V[(l+1)/2,(l+1)/2,(l+1)/2,(l-1)/2,(l-1)/2,(l-1)/2] = -1
V[(l+1)/2,(l+1)/2,(l+1)/2,(l+1)/2,(l+1)/2,(l+1)/2] = -7

current = 50  #change this to anything you want and you should get 0.0261768888518 ohms for l = 17

A[(l-1)/2,(l-1)/2,(l-1)/2] = (current)
A[(l+1)/2,(l+1)/2,(l+1)/2] = (-1)*current

x = linalg.tensorsolve(V,A)
R_equivalent = (x[(l-1)/2,(l-1)/2,(l-1)/2]-x[(l+1)/2,(l+1)/2,(l+1)/2])/current
print("R_equivalent: ")
print R_equivalent

So I just realized this, but I had set l=3, meaning a 3x3x3 cube. For this value I get .219, which is consistent with the averaging method. However, when I change it to anything higher, I get something of the order of -16... which is not consistent with the averaging method. Every single point is spiking to 25 volts (I used a fixed current flowing out of V+ and into V- and allowed the voltages to vary dynamically). My guess would be that I have a mistake in my coefficients, and that "current is being stored" in the nodes.
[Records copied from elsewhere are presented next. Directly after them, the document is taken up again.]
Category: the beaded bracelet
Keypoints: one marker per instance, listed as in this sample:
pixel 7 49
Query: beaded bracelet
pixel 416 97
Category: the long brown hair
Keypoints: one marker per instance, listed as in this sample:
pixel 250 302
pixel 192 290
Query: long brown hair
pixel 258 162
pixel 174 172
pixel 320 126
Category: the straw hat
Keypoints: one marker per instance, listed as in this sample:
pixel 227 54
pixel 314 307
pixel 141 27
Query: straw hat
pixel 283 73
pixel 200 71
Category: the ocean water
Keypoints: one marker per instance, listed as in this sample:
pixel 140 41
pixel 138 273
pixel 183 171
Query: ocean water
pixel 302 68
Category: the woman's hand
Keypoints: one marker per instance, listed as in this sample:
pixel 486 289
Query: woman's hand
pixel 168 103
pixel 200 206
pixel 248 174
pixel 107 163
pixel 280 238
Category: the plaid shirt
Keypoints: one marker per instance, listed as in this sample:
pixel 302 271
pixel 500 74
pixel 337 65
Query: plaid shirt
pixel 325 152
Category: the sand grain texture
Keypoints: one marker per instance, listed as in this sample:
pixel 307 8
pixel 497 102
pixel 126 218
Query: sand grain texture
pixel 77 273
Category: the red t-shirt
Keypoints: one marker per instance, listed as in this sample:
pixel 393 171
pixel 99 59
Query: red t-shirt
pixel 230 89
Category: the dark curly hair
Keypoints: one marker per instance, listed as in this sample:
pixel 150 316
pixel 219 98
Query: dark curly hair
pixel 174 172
Any ideas for this last one? I can answer questions about the code if you have any.

14. Oct 30, 2016

Staff: Mentor

Not always 6, unless you fix the voltage at the border to 0 (but then you could save all the casework). Setting the border to a fixed 2.5 V should work, if you use the array borders then you don't need all the subcases for the averaging process. Just skip the borders in the update.

You are overwriting nodes while you are still processing neighbor nodes. That can lead to unexpected effects. A copy of the array should work better.

No change in the result, but probably easier: instead of the if/elseif condition in the innermost loop, you can overwrite the nodes (if you work with a copy: see above) and end an iteration by setting the values again.

15. Oct 30, 2016

BiGyElLoWhAt

I did fix the borders to zero, or beyond the borders, I should say. I'm treating them as infinitely far away, so the voltage between that and ground is zero.

I didn't think about the fact that I was overwriting values. Thanks for that.

16. Oct 31, 2016

Staff: Mentor

You should set them to the average of the two "input" nodes - that is the approximate voltage a truly infinite grid would have far away due to symmetry. There is nothing special about zero.